I've also finished my "Cookies & Cream" hat for myself, and I've started another hat - a gift for somebody...
Working on Christmas gifts for family and friends. It's hard for me to post pictures right now since my computer can't access the internet. Plus I don't want people to see their gifts ahead of time. Just know I am working away, and I will try to post photos when I can, or once I figure out how to away from home.
I'm so excited that I get to go to some awesome yarn stores here in St. Paul. Hopefully this week.

Monday, November 5, 2007

A few squares

I've been working on making 8" squares for the San Diego Wild Fire Blanket Project. Saturday at the meetup I edged and pieced together squares for a baby blanket that a woman sent in to the the project. The project is really taking off. GeorgeAnne is getting donations of squares from all across the country. It will be so amazing to see the squares transform into blankets and all the love and well wishes that have gone into each stitch.
I haven't gotten much other crocheting done this week, except I did finish the Strawberry Frozen Yogurt hat and mittens. I'll try to post a picture in a few days.
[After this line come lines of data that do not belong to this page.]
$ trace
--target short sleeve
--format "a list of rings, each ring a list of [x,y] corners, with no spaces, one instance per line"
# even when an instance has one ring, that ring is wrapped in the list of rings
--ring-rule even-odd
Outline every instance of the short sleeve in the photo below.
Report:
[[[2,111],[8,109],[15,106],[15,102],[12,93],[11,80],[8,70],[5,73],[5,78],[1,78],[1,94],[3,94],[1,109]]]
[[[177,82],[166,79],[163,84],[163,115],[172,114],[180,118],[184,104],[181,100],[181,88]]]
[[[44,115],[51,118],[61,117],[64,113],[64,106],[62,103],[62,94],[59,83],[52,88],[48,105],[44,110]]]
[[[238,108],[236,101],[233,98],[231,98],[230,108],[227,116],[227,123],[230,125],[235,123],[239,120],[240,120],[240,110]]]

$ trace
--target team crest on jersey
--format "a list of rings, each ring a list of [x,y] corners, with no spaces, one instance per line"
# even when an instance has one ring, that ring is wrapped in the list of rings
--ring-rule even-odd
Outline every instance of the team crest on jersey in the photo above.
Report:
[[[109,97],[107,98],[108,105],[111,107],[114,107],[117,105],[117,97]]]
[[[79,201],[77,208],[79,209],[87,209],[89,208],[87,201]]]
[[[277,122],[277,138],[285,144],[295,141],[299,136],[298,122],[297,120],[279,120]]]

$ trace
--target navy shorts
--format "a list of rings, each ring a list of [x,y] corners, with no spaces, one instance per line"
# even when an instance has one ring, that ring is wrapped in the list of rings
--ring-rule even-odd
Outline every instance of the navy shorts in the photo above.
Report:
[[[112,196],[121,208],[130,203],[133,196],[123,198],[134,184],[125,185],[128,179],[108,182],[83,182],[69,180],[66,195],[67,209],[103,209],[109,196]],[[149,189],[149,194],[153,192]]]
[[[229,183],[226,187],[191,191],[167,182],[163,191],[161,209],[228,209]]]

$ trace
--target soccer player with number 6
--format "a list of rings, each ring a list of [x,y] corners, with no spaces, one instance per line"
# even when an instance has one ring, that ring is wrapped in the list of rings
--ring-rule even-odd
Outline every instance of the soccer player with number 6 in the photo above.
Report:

Wednesday, October 31, 2007

Happy Halloween

While we were out of state, I made some halloween trick or treat pumpkin bags for the kids. Not too big, not too small, but just right. Here we are in our costumes I frantically made after returning to San Diego (while dealing with a cough & cold and no sleep). DH is a leopard, #2 is a lamb, #1is a lion, and I'm a snake. I like trying to do family costumes because it is fun and presents an interesting challenge. I'll post the answer to our family costume theme tomorrow, but feel free to guess how we might all be related. I'll give you a hint: each of us has a buddy. Leopard-goat, lion-calf, lamb-wolf, snake-baby.

The other thing I started working on last week is a bag to felt. So many crafty people in our Fiber Therapy group have been making felted bags recently, I've gotten excited and want to try one out myself. I had been thinking about the design for awhile, and was excited to buy the yarn at a yarn shop while on the trip. I think that it is big enough to stitch together and then try felting. Here is the pic of the flat fabric. I know it will shrink upon felting, but we'll see how it goes. Maybe this will be a project for the weekend...

This week, I have begun making 8" squares for the SD Wild Fire blanket project. I know we'll be busy sewing the squares together on Saturday.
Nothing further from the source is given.